Retired attorney, Richard Bell, had a cottage industry suing people for copyright infringement of a picture of the Indianapolis skyline. Richard alleged that he took the photo in March 2000 for his law firm’s website. He registered the copyright in 2011, after his former law firm stopped using the photo on its website.
The skyline photo (see picture) became a popular download. Bell sent out cease and desist letters demanding license fees and even filed about 100 lawsuits for copyright infringement.
Then Bell came up against Carmen Commercial Real Estate Services. Carmen used the photo in a 2004 blog post. In 2016, Bell contacted Carmen alleging copyright infringement. Carmen refused to pay Bell the $5,000.00 he demanded to settle the matter. So, litigation ensued.
Carmen had two primary defenses. First, Carmen asserted that Bell didn’t take the photo. Bell said he took the photo in March 2000. But the photo shows green grass, a working fountain and the trees full of leaves. Bell said that he also took a night time photo the same day. Apparently, Indianapolis doesn’t green up until after March; so the daytime photo couldn’t have been taken in March. And the daytime photo was contradicted by the night time photo which showed bare trees. Oops.
The second defense was that Bell created the photo as part of his duties with this former law firm. So, his photo was a work made for hire and belonged to his employer and not him.

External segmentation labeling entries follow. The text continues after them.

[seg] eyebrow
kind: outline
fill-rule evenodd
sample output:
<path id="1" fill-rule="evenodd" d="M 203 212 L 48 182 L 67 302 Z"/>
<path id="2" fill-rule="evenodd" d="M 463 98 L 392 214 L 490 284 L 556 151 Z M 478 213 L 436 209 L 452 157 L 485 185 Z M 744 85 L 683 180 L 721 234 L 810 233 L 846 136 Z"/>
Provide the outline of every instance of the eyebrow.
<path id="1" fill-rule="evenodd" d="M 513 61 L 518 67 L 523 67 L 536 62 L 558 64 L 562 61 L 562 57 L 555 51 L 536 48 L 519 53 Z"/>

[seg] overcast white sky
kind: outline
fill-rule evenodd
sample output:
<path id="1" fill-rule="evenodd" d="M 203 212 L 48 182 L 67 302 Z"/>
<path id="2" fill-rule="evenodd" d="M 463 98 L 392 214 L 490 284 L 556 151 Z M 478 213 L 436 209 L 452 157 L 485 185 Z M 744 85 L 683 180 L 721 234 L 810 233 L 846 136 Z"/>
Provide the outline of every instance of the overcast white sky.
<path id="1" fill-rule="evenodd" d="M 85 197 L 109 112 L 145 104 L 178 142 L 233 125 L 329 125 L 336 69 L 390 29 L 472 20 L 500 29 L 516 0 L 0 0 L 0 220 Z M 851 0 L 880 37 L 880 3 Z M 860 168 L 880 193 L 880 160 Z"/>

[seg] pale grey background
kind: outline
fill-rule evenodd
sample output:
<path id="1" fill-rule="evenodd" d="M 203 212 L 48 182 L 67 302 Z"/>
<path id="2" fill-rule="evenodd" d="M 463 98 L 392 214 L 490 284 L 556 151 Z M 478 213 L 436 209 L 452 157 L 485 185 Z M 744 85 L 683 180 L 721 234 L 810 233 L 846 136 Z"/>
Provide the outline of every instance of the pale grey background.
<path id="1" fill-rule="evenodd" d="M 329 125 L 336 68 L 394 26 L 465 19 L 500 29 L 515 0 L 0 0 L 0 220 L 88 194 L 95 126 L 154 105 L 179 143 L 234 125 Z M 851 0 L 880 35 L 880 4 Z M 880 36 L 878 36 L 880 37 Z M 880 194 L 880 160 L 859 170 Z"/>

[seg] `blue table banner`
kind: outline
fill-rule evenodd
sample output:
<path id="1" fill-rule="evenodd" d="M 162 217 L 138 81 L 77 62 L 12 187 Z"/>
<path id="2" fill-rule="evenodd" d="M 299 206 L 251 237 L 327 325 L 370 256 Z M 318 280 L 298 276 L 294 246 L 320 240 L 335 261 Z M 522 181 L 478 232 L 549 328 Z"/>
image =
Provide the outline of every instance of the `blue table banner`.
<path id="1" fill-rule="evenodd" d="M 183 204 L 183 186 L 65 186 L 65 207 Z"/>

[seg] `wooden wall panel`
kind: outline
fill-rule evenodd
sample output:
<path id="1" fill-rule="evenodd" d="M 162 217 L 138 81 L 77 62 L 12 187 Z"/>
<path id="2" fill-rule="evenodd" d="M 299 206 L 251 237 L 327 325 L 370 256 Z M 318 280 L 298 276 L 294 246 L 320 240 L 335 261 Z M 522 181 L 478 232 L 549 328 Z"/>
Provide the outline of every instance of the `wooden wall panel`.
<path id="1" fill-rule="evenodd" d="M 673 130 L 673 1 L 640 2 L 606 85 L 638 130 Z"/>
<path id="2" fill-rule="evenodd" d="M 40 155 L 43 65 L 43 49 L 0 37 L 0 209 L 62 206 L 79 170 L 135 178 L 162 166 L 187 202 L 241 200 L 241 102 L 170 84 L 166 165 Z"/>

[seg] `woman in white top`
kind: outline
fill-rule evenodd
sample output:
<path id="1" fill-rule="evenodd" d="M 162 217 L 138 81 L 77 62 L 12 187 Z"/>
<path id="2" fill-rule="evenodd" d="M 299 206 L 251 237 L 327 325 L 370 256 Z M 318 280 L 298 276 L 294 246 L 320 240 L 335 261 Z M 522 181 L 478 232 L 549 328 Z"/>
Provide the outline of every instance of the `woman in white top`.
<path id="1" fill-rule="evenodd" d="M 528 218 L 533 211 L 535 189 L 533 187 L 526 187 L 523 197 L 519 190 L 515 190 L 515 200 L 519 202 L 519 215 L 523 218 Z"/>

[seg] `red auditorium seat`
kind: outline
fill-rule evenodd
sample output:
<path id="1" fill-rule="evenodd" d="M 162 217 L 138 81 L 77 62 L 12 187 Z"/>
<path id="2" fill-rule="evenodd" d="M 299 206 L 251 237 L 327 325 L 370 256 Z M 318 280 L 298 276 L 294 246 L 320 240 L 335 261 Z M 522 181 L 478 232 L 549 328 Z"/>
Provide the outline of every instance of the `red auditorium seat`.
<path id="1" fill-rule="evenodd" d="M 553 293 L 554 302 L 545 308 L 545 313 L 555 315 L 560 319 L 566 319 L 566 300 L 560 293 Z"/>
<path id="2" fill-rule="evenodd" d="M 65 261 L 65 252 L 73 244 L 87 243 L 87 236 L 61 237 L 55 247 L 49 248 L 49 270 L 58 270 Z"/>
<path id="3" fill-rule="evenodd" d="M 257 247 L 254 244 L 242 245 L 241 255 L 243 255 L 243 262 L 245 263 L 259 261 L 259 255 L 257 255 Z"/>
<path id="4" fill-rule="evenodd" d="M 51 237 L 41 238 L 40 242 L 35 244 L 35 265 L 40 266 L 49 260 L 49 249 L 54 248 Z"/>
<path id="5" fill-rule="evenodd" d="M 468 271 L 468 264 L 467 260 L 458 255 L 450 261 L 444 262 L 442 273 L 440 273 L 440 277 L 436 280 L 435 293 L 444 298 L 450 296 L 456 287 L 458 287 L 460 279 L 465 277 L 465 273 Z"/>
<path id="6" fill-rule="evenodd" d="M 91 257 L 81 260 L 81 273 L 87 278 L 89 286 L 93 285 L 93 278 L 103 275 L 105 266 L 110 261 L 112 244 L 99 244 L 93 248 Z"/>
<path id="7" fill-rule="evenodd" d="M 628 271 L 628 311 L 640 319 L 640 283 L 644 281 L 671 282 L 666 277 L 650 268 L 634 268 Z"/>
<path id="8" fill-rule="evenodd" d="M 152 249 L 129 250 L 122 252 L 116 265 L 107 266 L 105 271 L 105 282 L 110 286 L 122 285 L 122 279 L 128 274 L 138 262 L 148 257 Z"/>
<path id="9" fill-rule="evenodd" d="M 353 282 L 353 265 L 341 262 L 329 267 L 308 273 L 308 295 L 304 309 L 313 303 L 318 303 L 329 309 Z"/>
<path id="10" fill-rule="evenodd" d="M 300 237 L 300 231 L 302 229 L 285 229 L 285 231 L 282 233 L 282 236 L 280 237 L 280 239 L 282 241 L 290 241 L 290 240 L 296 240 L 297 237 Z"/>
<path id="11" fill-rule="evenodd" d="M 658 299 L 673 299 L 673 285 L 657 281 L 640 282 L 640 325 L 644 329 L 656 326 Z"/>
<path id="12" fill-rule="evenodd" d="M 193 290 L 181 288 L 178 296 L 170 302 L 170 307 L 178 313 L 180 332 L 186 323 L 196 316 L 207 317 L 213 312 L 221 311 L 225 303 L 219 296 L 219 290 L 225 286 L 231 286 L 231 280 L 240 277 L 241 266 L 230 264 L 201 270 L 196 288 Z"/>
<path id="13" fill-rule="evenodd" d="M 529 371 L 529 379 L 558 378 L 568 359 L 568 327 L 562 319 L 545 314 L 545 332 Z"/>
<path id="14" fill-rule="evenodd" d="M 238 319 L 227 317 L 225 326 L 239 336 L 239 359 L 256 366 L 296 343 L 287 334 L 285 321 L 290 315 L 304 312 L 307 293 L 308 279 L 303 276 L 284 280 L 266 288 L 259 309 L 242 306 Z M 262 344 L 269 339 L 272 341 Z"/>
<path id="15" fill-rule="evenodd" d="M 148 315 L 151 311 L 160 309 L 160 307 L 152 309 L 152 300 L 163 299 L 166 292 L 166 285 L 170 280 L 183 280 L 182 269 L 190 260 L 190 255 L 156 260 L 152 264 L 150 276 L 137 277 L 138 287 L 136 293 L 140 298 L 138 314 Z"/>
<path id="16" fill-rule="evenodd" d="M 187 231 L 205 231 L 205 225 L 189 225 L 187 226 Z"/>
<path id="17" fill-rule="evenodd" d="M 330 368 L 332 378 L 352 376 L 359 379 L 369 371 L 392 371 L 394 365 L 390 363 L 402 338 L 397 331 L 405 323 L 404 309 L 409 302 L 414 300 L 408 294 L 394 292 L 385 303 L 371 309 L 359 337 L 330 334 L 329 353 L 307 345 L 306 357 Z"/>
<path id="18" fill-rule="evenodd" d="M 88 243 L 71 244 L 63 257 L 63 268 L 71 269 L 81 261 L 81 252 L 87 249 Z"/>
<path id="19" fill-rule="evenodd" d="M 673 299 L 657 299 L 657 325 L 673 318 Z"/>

The jury sided with Carmen and determined that Bell hadn’t proved that he took the photo and owned the copyright. Bell is asking for a new trial. Carmen is seeking reimbursement of its attorney’s fees in the amount of $160,000.00.
WHY YOU SHOULD KNOW THIS. You’ll notice that Bell asked Carmen to pay $5,000.00 to settle the case. Asking for a small amount for settlement is not unusual. The idea is to make it cheaper for the case to go away than to defend it. But, Carmen didn’t look at the cost benefit analysis that way. By investigating the matter and realizing that it had some good defenses, Carmen decided not to back down. This case also demonstrates that if you’re going to say you own a copyrighted work, you had better make sure you really do. This lesson was also discussed in my blog post “Happy Birthday to All of Us” (10/20/2015).